Published: Friday, Dec. 11 1998 12:00 a.m. MST

WASHINGTON -- For only the third time in history, the House Judiciary Committee took up impeachment articles to remove a president from office. The proposed articles accuse President Clinton of perjury, obstruction of justice and abuse of power.

In the same room where Richard Nixon's fate was debated a quarter century ago, Chairman Henry Hyde, R-Ill, laid the first of four proposed articles of impeachment before the panel for debate. It accused Clinton of perjury before a federal grand jury.The committee also will debate articles accusing Clinton of lying under oath in the Paula Jones civil lawsuit, obstruction of justice and abuse of power.

Majority Republicans were primed to muscle the impeachment recommendation through the committee and to the full House.

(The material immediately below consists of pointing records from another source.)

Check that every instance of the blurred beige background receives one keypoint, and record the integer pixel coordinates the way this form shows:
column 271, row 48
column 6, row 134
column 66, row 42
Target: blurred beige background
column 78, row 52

Article I contends that Clinton lied before a federal grand jury on Aug. 17 when he was questioned about his sexual affair with Monica Lewinsky, a former White House intern half his age.

Rep. Chris Cannon, R-Utah, told the committee Friday it must back impeachment of Clinton for perjury or U.S. constitutional law will unravel.

And he used an unusual surprise witness to help him make that point during his opening statement on the final committee impeachment debate: the late President John F. Kennedy.

Cannon presented -- twice, for emphasis -- a video of a statement by Kennedy four days before his assassination. Kennedy said presidents "have the obligation of implementing the orders of the courts."

Kennedy added that if a president did not do that, "he would begin to unwind this most extraordinary constitutional system of ours."

Cannon said, "Our system can take a lot of abuse. It is resilient. It can handle strong, spirited debates over issues, even violent conflicts like the Civil War. "But attempts to make a sacred oath flexible is like introducing solvent into a system that is glued together: the whole system comes apart," he said.

Cannon also quoted early Supreme Court Justice John Jay, who said, "When oaths cease to be sacred, our dearest and most valuable rights become insecure."

"The (first) article does not warrant conviction," said Democratic Rep. Sheila Jackson-Lee of Texas, stressing that the president is "a human being." She urged her colleagues to instead vote to censure Clinton, saying it was "right, punitive and just."